With Grace, with the overeager Freddie folded in with the Idols, with her family seeming to remember that they actually are a family, the same things she used to wound herself on now have blunted edges. Most days, Persephone has the urge to just be, rather than to inflict a semblance of the same hurt that had been visited upon herself. Once more, she allows herself to remember how a garden grows: with care, time, and nurturing. 

 

The rot is still there, all wound up in her heartstrings until they are one and the same. It would be too much for them to go. Not that she can say that she wants it gone completely. But something in her is fearful of the rot spreading, of becoming the venom once more, of their assured destruction. The rot, at its core, was planted there by Hades. 

 

She’d shared that fear with Grace once lazy night, tangled up together and half-certain that the other woman was already asleep. A wrong assumption, as it turned out. Grace had stirred, eyes heavy and hazy with sleep by peeling her head from Persephone’s shoulder to lock their gazes. 

 

Somber and quiet, Grace said, “There’s two kinds of rot, isn’t there? Inside and out. The one that destroys you and the other that remakes you, reveals what was there under the surface all along. Just don’t let the first one win, Seph, okay? You’ve faced and overcome so much on your own. You’re strong. You don’t ruin things. You’re the last one standing when everyone else has given up.You love with your whole heart.” A gentle pressure over her chest, over her heart, as Grace placed her hand there. “Now, how could this be rotten?”

 

Persephone had been unable to do anything but cry silent tears, Grace gathering her in her arms. Maybe the Goddess of Spring wasn’t as far gone as she had always suspected.

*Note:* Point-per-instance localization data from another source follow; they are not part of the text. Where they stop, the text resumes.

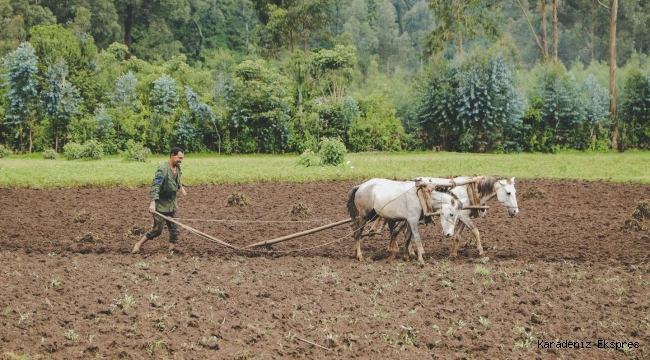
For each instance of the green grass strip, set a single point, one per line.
(29, 171)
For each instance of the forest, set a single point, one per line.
(285, 76)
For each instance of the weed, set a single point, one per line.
(481, 270)
(483, 321)
(289, 336)
(210, 342)
(128, 301)
(24, 316)
(221, 293)
(627, 350)
(56, 284)
(70, 335)
(155, 346)
(160, 323)
(409, 334)
(82, 216)
(238, 199)
(299, 210)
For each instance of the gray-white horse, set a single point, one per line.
(488, 187)
(397, 201)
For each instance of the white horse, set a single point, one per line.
(488, 187)
(397, 201)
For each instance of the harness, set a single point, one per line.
(474, 198)
(424, 195)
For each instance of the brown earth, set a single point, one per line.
(564, 269)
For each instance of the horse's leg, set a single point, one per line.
(413, 225)
(358, 230)
(394, 231)
(459, 230)
(477, 236)
(408, 245)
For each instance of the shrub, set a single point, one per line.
(331, 151)
(50, 154)
(4, 151)
(135, 151)
(308, 158)
(92, 149)
(73, 151)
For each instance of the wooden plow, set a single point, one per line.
(439, 182)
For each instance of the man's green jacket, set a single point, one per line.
(164, 187)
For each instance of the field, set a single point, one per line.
(566, 268)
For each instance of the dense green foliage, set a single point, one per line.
(270, 76)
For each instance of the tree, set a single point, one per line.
(291, 20)
(543, 46)
(461, 19)
(22, 80)
(260, 116)
(124, 100)
(61, 99)
(472, 104)
(333, 70)
(387, 33)
(164, 100)
(612, 72)
(418, 23)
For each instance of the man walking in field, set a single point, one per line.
(165, 185)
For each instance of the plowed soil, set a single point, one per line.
(564, 271)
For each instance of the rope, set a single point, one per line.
(255, 221)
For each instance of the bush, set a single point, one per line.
(50, 154)
(4, 151)
(135, 151)
(331, 151)
(92, 149)
(73, 151)
(309, 158)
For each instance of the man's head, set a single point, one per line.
(176, 156)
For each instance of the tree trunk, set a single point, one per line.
(398, 8)
(128, 25)
(612, 72)
(198, 51)
(555, 35)
(544, 37)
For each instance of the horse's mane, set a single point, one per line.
(486, 186)
(446, 190)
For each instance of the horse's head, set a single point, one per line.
(449, 210)
(507, 195)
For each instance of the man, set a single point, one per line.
(163, 199)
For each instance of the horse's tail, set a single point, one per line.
(352, 207)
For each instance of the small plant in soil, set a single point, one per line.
(56, 284)
(299, 210)
(25, 316)
(237, 199)
(70, 335)
(83, 216)
(482, 270)
(483, 321)
(534, 193)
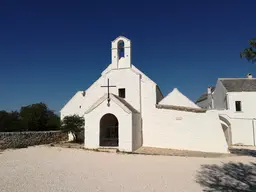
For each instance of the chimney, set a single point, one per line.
(209, 90)
(249, 76)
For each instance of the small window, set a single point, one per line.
(121, 93)
(238, 106)
(121, 49)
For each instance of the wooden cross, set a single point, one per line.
(108, 86)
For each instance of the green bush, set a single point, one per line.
(35, 117)
(73, 124)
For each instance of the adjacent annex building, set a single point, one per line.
(125, 109)
(235, 101)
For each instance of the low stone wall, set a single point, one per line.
(24, 139)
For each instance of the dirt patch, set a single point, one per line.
(175, 152)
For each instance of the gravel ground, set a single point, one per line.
(56, 169)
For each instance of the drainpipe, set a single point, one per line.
(253, 131)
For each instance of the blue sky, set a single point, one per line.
(51, 49)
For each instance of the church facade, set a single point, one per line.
(125, 109)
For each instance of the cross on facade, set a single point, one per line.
(108, 86)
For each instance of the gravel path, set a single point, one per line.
(55, 169)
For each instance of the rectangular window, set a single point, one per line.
(121, 93)
(238, 106)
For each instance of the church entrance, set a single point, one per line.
(109, 131)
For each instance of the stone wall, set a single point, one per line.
(24, 139)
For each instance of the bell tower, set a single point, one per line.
(121, 53)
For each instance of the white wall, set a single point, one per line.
(205, 104)
(136, 131)
(248, 103)
(184, 130)
(219, 96)
(92, 126)
(241, 122)
(73, 106)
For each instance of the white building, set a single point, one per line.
(235, 101)
(130, 111)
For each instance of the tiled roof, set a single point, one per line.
(181, 108)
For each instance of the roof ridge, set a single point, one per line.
(234, 78)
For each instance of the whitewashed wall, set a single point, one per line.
(219, 95)
(136, 131)
(92, 126)
(74, 106)
(184, 130)
(205, 104)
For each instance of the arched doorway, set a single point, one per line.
(109, 130)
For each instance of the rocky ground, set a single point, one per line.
(45, 168)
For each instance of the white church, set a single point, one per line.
(125, 109)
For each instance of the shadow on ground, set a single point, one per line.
(228, 177)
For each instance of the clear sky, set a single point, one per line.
(49, 49)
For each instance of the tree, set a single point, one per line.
(73, 124)
(10, 121)
(250, 53)
(37, 117)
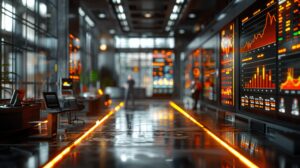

Maybe she peeled back all the new, vulnerable bits of first life to reveal the hearty parts that could withstand the most bitter winter. 

 

Don’t let the rot destroy her, don’t let it win, Grace had said. Let it peel her back layer by layer until she bloomed again, unashamed in all her scarred glory. Yes. That’s something she can do. If there’s anything the Goddess of Spring knows how to do, it’s flourish. At least, she used to. Somewhere along the way, she curled herself up into a bud to keep herself safe and protected. 

 

It's past time now, to unfurl her petals bit by bit until she can feel the sunlight on her face once more. To revel in the warmth and light. It’s time. 

Notes:

Persephone deserves good things. She deserves softness and to know what it is to actually be loved by someone.